# Weaviate Vector Store Demo

A simple demonstration of using Weaviate for vector similarity search with OpenAI embeddings.

## Setup
Import required libraries and initialize Weaviate and OpenAI clients using environment variables.

In [6]:
#%%
# Pinecone
import os
import dotenv
from tqdm import tqdm
from openai import OpenAI
import weaviate
from weaviate.classes.init import Auth
from weaviate.classes.config import Configure


dotenv.load_dotenv()


openai_client= OpenAI(api_key=os.getenv("OPENAI_API_KEY"))
def load_passages(file_path="../../data/cat_facts.txt"):
    with open(file_path, 'r') as f:
        passages = f.readlines()
    return [line.strip() for line in passages]

data = load_passages()

## Connect to Weaviate
Initialize connection to Weaviate Cloud Services (WCS) using API credentials.

In [7]:
wcd_url = os.environ["WCD_URL"]
wcd_api_key = os.environ["WEAVIATE_API_KEY"]

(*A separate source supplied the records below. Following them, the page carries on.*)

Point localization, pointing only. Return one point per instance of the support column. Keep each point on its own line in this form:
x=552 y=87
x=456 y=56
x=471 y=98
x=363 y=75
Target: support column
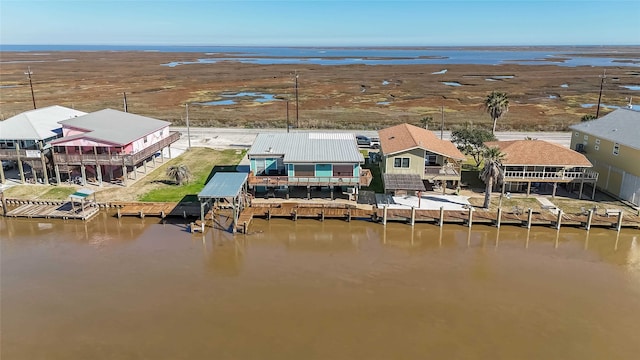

client_weaviate = weaviate.connect_to_weaviate_cloud(
    cluster_url=wcd_url,                                    
    auth_credentials=Auth.api_key(wcd_api_key),             
)

print(client_weaviate.is_ready()) 

True


## Create Embeddings
Convert text passages into numerical vectors using OpenAI's embedding model.

In [8]:
def get_openai_embeddings(texts):
    """
    Given a list of texts, return the embeddings from OpenAI.
    Using 'text-embedding-ada-002' (or 'text-embedding-3-small' if you have access).
    """
    response = openai_client.embeddings.create(
        model="text-embedding-ada-002",
        input=texts
    )
    return response

embeddings = get_openai_embeddings(data)

## Create Collection
Define and create a Weaviate collection schema for storing cat facts with their embeddings.

In [9]:
catfact_class = {
    "class": "CatFact",
    "description": "A class for storing cat facts using user-supplied (OpenAI) embeddings.",
    "vectorizer": "none",  # We supply our own embeddings; no auto-vectorization
    "properties": [
        {
            "name": "fact",
            "dataType": ["text"],
            "description": "A single cat fact",
        }
    ]
}

catfact_collection = client_weaviate.collections.create(
    name="CatFact",
    vectorizer_config=Configure.Vectorizer.none()  # We'll provide our own embeddings
)

## Store Vectors
Upload embeddings to Weaviate along with their original text using batch processing.

In [10]:
with catfact_collection.batch.dynamic() as batch:
    for i, cat_fact in enumerate(data):
        properties = {"fact": cat_fact}
        vector = embeddings.data[i].embedding

        batch.add_object(
            properties=properties,
            vector=vector
        )


## Query Similar Vectors
Demonstrate similarity search by:
1. Converting a question into an embedding
2. Finding the most similar vectors in our collection

In [11]:
user_query = "Are male cats more likely to be left-pawed?"
q_embed = openai_client.embeddings.create(
    model="text-embedding-ada-002",
    input=[user_query]
)
query_vector = q_embed.data[0].embedding

results = catfact_collection.query.near_vector(
    near_vector=query_vector,
    limit=3
)

In [12]:
print(f"\nTop 3 results for query: {user_query}")
for obj in results.objects:
    print("-", obj.properties["fact"])


Top 3 results for query: Are male cats more likely to be left-pawed?
- Female cats tend to be right pawed, while male cats are more often left pawed. Interestingly, while 90% of humans are right handed, the remaining 10% of lefties also tend to be male.
- Cats have five toes on each front paw, but only four toes on each back paw.
- Cats are sometimes born with extra toes. This is called polydactyl. These toes will not harm the cat, but you should keep his claws trimmed just like any toe.


## Format Results
Generate a clear answer using the retrieved facts and OpenAI's language model.

In [14]:
response = openai_client.chat.completions.create(
    model="gpt-3.5-turbo",
    messages=[
        {"role": "system", "content": "You are a helpful assistant. Based on the provided facts, give a concise answer to the question. If the facts don't directly answer the question, say so."},
        {"role": "user", "content": f"""
Question: {user_query}

Relevant facts found:
{[match.properties["fact"] for match in results.objects]}

Please provide a brief, clear answer based on these facts."""}
    ]
)
print("User Query:")
print(user_query)
print("AI-Generated Answer:")
print(response.choices[0].message.content)

User Query:
Are male cats more likely to be left-pawed?
AI-Generated Answer:
Male cats are more likely to be left-pawed, while female cats tend to be right-pawed.